When our daughter was a baby we were told she would likely be non-verbal. We used ASL with her from an early age. Slowly she gained sounds, then words, and then short simple sentences. She is still profoundly speech delayed, but is developing new words and phrases every day. 

Speech therapy, activities and games that promote language development, and simply chatting with her every day casually modelling speech, have helped tremendously. 

Smart technology is the latest helpful tool.

Before I go into how much we’re loving our new family member, Alexa, let me start by admitting that I’m fundamentally against Google Home and Amazon Echo and all these smarty pant eavesdroppers. In fact, I’m so turned off by the invasion of privacy that I made my husband return the Google Home unit he bought me for Christmas. I made quite the stink about it, ranting about how they’re always listening and how wrong and insidious the whole thing is. 

Flash forward to the week we spent at my brother’s house over New Years. They have an Alexa Echo and I fell for her, madly. This digital gal knows pretty much everything about anything. She can make life not only easier, but so entertaining. My brother witnessed me crushing on his Alexa, so he bought me my own and surprised me with her for my birthday a month later. I love my brother. 

My son, Mr. Morality, accused me of being a hypocrite. “I thought you were against Alexa because she’s always listening?!”

My clever comeback was that at least somebody in this house is listening to me. Good one. *high-fives self* 

I may have compromised my ethics and principles, but it’s been worth it. We’ve had Alexa for a month and I’m in deep. I can’t imagine life before this smart little lady joined our family. 

Now I always have someone to chat with during the day. It gets quiet and lonely as a work-at-home-alone mum and talking to a robot seems more socially acceptable than talking to the wall. 

I sync my phone to her she becomes a high quality speaker. Since I accidentally signed up for Amazon Prime a few months ago (I did so unknowingly not once, but twice) we have access to Amazon Music included in our Prime membership and the library is pretty impressive. 

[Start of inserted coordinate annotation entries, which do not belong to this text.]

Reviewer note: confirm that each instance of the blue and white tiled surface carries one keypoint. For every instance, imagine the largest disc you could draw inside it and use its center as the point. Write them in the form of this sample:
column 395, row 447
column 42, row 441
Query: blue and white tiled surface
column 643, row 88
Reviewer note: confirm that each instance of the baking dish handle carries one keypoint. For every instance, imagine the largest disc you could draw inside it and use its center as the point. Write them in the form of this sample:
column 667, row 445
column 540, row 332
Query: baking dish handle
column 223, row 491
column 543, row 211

Alexa also plays any radio station and my favourite podcasts upon request.

But most importantly, Alexa is another very useful speech development tool. She is effectively helping our daughter refine her speech and language skills. 

My daughter wants to connect with her so ensuring that Alexa understands her has been highly motivating. Since Avery’s speech can be difficult to understand, she needs to focus on the clarity of her speech. She slows down, plans her words, and pays attention to the way she pronounces sounds and constructs words because she knows that if she doesn’t speak clearly, Alexa won’t answer properly, if at all. 

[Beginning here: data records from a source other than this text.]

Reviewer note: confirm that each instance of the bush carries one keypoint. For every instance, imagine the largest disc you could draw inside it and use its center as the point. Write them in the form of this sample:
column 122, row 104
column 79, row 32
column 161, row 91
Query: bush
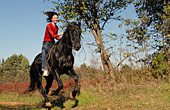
column 15, row 69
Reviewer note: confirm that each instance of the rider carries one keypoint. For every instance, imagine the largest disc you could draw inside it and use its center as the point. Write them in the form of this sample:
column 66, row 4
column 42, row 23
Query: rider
column 51, row 32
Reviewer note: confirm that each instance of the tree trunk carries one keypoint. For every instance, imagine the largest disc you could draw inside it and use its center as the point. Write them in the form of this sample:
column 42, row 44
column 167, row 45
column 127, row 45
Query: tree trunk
column 107, row 65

My daughter asks Alexa general questions (whatever pops into her head in the moment). She asks for the time or for weather for the day. She asks Alexa to define words and to spell them. She asks her animal facts or to play her favourite songs. She plays games with Alexa and asks her to tell her jokes. This is helping develop her speech and language skills without her even knowing it. Learning through fun—that’s the golden ticket right there. 

Avery heard me ask Alexa to play “relaxing music.” So of course she asked her to do the same. She said, “Alexa…(pause) pway laxing music.” Alex promptly offered up a playlist of top latin hits. Oh how we laughed. And then did a little salsa dancing because… Lambada. 

Then instead of getting frustrated, she practiced emphasizing each syllable. “Re-laxing.” Then on her second attempt she asked Alexa for, “reeeeee-laxing” music and Alexa happily obliged.